After we showed her the brochure (at right) that lays out the science of what an abortion is, the discussion was re-cast in a way that got to our primary disagreement: whether or not a fetus is a baby and resulted in a subtle change in her position. We showed her the picture of what an embryo looks like at the first three weeks of pregnancy and explained that 90 percent of abortions are performed during the first trimester of pregnancy. “That’s how the baby looks?” she asked. “No, that’s how the embryo looks,” we said. We then posed the question, “Do you really think abortion could be called murder?” Instead of responding immediately, Betsy unfolded the pamphlet and pointed at the second picture of a fetus at three months and asked, “What about this one, is that what the baby looks like?” and we said, “No, that’s what the fetus at three months looks like.” We proceeded to tell her that the potential life of a fetus is subordinate to the life of a woman, that a fetus is entirely sustained by the woman’s body, just like any other clump of cells in her body. We reframed the debate around abortion and explained the importance of women having the right to abortion and what this decisive fight is all about: whether women will be enslaved or liberated. We could see in her expression how surprised she was. She was facing for first time the reality of abortion. We then asked her if her view of abortion changed after we came to the doorstep and she said, “No. I’m against abortion but I understand why... why women need abortion.” When we broke down how forced motherhood is female enslavement, that any entity that is state regulated is enslaved she nodded and said, “Yes, yes. I understand why a woman would get an abortion now that you talked to me. I understand why, can I keep this [the brochure]? I am going to read it again.”

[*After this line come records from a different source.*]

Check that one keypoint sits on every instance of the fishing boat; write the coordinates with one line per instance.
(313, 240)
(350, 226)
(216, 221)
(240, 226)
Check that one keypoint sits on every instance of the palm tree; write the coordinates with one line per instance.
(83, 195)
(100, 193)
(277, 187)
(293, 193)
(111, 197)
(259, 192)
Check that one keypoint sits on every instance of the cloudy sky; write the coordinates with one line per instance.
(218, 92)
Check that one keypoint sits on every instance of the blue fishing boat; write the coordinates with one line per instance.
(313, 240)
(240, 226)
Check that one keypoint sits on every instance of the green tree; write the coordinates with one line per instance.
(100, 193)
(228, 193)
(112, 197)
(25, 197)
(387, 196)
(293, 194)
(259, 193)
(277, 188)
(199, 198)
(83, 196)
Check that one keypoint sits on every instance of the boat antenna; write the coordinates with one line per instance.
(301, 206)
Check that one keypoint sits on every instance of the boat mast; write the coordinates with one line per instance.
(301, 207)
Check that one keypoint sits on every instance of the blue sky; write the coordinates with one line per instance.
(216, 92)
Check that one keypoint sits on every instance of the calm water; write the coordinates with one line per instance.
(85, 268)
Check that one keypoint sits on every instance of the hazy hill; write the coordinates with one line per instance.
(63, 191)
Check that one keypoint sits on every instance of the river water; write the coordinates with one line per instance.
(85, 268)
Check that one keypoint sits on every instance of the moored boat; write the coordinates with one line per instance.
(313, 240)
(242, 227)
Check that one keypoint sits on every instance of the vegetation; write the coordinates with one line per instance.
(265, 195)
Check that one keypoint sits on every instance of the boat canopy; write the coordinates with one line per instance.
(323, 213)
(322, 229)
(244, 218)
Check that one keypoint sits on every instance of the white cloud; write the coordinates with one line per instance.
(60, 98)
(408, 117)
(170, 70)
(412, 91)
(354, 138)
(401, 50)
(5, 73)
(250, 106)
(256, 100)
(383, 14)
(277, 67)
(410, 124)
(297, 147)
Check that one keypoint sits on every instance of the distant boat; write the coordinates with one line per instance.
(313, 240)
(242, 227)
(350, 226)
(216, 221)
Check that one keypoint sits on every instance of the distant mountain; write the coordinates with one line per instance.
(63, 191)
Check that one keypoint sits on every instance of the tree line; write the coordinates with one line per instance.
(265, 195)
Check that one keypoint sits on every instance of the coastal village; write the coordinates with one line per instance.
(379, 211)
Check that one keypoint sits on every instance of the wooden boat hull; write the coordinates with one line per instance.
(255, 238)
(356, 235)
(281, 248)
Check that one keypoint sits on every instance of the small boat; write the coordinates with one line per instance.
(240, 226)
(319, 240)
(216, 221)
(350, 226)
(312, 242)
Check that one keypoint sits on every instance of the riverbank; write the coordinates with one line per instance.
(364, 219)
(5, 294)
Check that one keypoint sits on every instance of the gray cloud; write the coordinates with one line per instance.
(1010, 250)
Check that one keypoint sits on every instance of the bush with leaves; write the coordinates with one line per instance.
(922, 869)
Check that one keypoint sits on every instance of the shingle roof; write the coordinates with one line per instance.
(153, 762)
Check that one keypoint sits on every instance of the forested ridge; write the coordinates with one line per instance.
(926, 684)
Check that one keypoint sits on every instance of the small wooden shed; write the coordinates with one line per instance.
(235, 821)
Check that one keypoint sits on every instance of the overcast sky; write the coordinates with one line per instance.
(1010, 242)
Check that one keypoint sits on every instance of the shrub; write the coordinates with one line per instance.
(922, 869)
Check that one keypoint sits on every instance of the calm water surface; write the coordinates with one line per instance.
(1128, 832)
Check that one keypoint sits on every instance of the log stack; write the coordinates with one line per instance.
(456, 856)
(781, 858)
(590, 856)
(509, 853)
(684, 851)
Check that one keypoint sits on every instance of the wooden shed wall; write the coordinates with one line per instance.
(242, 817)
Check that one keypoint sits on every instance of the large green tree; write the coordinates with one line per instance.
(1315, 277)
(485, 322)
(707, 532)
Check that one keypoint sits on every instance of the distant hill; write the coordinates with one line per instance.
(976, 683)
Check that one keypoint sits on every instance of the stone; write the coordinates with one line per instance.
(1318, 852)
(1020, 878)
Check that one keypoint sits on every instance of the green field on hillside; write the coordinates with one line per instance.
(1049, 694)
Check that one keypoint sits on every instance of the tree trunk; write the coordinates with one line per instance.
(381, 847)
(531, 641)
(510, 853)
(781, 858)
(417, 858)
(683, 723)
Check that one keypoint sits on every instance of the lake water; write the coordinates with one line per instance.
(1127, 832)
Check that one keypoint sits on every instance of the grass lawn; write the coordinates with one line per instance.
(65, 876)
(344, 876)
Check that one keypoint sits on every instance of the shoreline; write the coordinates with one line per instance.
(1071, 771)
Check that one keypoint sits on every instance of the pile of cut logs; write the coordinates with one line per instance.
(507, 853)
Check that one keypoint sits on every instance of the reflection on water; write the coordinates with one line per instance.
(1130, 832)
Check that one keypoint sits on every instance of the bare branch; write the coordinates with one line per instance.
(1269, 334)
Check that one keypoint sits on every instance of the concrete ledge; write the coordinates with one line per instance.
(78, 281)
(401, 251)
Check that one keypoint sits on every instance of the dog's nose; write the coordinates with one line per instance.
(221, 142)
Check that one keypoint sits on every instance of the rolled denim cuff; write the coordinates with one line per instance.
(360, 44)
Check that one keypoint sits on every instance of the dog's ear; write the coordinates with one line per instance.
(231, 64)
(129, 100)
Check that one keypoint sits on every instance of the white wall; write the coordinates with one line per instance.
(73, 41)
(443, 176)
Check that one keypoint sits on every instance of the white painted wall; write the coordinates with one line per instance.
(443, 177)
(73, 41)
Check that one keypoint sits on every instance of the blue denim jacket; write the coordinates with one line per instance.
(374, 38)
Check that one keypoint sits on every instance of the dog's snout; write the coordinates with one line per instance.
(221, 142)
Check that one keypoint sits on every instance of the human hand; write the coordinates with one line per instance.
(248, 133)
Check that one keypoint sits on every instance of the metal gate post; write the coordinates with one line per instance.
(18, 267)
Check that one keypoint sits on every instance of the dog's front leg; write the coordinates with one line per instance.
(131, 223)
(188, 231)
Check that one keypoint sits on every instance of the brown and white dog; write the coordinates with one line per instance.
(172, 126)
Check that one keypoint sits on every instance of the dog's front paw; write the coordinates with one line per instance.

We then returned to the fact that we, as revolutionaries, understand that the way Black people are treated―pushed into ghettos, incarcerated, shot down by brutal cops, essentially offered no future and means to grow and flourish as a people—flows out of the same system that is keeping half of humanity down. We gave her a copy of Revolution newspaper and when she saw Sandra Bland on the cover, she became sad and exclaimed, “Why did this happen? They [the cops] shot my son twice in the back when he was filling his car up with gas. There’s a video of it so I’m suing them. He is still alive though. My other son was shot by a person who thought he was someone he wasn’t.” We explained to her we no longer have to live this way―in a world where Black and Brown people’s futures are laid out before they are even born, that this system cannot do away with the oppression of Black people, that it will continue to keep them down so long as it remains intact. She said she was glad that we talked to her and introduced us to her 12-year-old grandson who had been listening in on the latter half of our discussion. He asked us, “What are you about? What are you promoting?” and after we explained he said, “We need change, we can’t live like this no more, and I want to promote it too.” He explained that a good way he could promote it was through his Instagram because he has over 6,000 followers. He took a picture with BAsics so his “friends could learn about the revolution.”

Jackson, Mississippi, August 2015

At the last abortion clinic in Mississippi.

The process of unfolding the need for revolution combined with the horrors Betsy faces illuminates how much she relates to the revolution—a Black woman who grew up in Mississippi, living in an uninhabitable house, two of her sons have been shot; the fact that she had considered abortion and knew somebody who self-induced an abortion with a coat hanger. And there she was, sitting in the window-less house, no AC on a hot summer day in Mississippi, a house in the middle of this deserted neighborhood, living the life that millions of people are forced to live in this country, deprived of a future with the exception of rearing children and just getting by. This revolution was exactly what she needed to hear about, it was right that we were there, she is a lively example of the urgency for revolution.